2
votes

I've been following this blog post (https://auth0.com/blog/2015/04/09/adding-authentication-to-your-react-flux-app/), and am confused on an aspect of JWTs.

The post above seems to test if the user is already logged in by checking to see if there is a JWT stored as a cookie, and if so, it simply decodes it to find the username and other information, and redirects the user to the authenticated page.

I'm wondering what is stopping someone from adding a fake JWT cookie to gain access to an authenticated portion of the app? I must be missing something obvious. In other words, when maintaining a session, how does the frontend ensure that the JWT is one that was "signed by the server" or something, and not one that was fraudulently created to try to gain access?

2
"I'm wondering what is stopping someone from adding a fake JWT cookie to gain access to an authenticated portion of the app?" --- what key would you use to sign it?zerkms
So when a JWT is stored as a cookie on the frontend, before satisfying any request, the server checks if that JWT is signed with its key and if so, allows it?sir_thursday
"the server checks if that JWT is signed with its key and if so, allows it?" --- yes.

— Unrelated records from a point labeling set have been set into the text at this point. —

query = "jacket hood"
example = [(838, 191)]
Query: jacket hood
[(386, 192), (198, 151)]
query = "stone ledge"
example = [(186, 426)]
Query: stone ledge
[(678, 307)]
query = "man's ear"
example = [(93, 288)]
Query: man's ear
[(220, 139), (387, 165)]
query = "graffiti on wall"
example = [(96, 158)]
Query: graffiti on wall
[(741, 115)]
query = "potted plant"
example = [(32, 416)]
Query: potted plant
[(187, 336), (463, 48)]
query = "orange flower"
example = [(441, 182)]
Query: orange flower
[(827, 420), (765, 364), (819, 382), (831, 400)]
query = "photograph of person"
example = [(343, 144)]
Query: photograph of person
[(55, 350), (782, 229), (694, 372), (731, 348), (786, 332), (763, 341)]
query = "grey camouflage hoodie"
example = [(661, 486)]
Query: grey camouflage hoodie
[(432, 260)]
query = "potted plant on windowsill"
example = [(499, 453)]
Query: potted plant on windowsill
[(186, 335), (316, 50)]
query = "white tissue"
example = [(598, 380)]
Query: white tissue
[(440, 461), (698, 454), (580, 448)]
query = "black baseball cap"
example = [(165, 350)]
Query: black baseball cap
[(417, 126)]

In other words - you cannot trust anything sent from the client.zerkms
Hm.. I guess I am confused because the tutorial I'm following (or the repo linked to it) doesn't seem to do that when the app is refreshed and the user has previously signed in. It seems to just check localStorage for a jwt, and if so, authenticates the user.sir_thursday

2 Answers

3
votes

In many apps, someone can add a fake JWT to gain access to parts of the front end that you only want them to see if they are logged in. But then, they also have the front end running on their own computer and can change the code to do the same thing.

The back end server encoded the JWT using a key that should not exist on the front end, and when you pass the JWT back to the server the server will decode it BEFORE processing your request. So it knows that someone used your login credentials earlier, that it sent out the JWT in response, and that someone is sending it the JWT again. This blocks attacks on your API from people without the (real) JWT.

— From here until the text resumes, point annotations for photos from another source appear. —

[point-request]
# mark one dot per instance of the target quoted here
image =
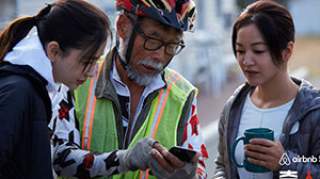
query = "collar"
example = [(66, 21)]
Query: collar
[(29, 51)]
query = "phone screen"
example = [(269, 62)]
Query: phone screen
[(183, 154)]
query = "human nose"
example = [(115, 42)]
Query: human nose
[(248, 59)]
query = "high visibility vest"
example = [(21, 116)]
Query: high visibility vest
[(98, 123)]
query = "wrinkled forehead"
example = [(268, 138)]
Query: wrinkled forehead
[(150, 25)]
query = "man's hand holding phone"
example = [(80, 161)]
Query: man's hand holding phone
[(177, 161)]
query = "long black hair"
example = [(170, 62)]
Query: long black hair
[(72, 23)]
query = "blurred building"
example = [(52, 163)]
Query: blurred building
[(305, 14)]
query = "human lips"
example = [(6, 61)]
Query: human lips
[(79, 82)]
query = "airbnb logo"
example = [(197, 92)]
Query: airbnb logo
[(309, 175)]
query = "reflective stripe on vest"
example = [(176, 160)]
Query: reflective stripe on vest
[(89, 112), (163, 97), (164, 113)]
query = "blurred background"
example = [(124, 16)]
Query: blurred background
[(207, 61)]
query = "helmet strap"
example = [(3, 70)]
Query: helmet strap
[(125, 62)]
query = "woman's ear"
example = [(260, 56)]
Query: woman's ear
[(123, 26), (53, 50), (287, 52)]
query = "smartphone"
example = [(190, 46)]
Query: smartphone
[(183, 154)]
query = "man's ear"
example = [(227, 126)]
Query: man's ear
[(53, 50), (123, 25), (287, 52)]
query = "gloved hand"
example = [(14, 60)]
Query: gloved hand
[(163, 164), (137, 157), (188, 171)]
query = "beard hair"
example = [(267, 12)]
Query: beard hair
[(140, 79), (144, 79)]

It also has advantages over session cookies in that it is stateless on the server side and it makes certain cross-site request forgery attacks harder in traditional browsers because an attacker can't embed a request to your site and trust the browser to add your session cookie.

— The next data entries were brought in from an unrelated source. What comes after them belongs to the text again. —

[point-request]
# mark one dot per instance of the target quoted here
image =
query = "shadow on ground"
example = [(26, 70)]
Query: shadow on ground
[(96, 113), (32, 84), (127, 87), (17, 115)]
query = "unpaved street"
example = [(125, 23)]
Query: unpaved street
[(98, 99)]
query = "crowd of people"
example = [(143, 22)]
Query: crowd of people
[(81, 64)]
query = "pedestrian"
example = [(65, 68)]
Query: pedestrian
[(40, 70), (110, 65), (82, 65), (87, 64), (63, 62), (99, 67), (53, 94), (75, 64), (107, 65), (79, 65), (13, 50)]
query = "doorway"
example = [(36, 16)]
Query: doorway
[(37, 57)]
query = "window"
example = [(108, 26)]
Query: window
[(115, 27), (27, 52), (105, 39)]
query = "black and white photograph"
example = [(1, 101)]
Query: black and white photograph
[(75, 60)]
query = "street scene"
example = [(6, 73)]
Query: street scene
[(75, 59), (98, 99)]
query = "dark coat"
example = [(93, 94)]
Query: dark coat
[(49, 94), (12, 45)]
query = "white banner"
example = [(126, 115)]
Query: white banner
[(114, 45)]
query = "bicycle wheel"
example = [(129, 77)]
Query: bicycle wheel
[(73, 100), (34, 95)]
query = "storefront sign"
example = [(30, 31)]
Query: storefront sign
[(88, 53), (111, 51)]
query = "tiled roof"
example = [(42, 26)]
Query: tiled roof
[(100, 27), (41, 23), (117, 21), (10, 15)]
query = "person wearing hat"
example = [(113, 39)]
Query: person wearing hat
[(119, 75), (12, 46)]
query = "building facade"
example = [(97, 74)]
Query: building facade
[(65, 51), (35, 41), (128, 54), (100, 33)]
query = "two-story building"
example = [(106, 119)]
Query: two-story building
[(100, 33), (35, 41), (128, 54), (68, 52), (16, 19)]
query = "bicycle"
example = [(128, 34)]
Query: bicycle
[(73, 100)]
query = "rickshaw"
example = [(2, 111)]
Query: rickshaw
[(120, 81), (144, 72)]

But it's only one part of a larger security solution.

2
votes

The key here to JWT's security is the "secret"-- a key that should only be on trusted servers (or with your authentication provider, if using a third party). JWTs are encrypted using this secret. It can be a passphrase, but JWT also supports public/private key encryption, so the secret can also be a private key.

So, in your case, what's preventing the user from creating new JWTs on their end is, unless they know the secret, the encryption they use to create their own JWT will not work on the server, which, if coded correctly, will prevent the user from authenticating the way they wish to.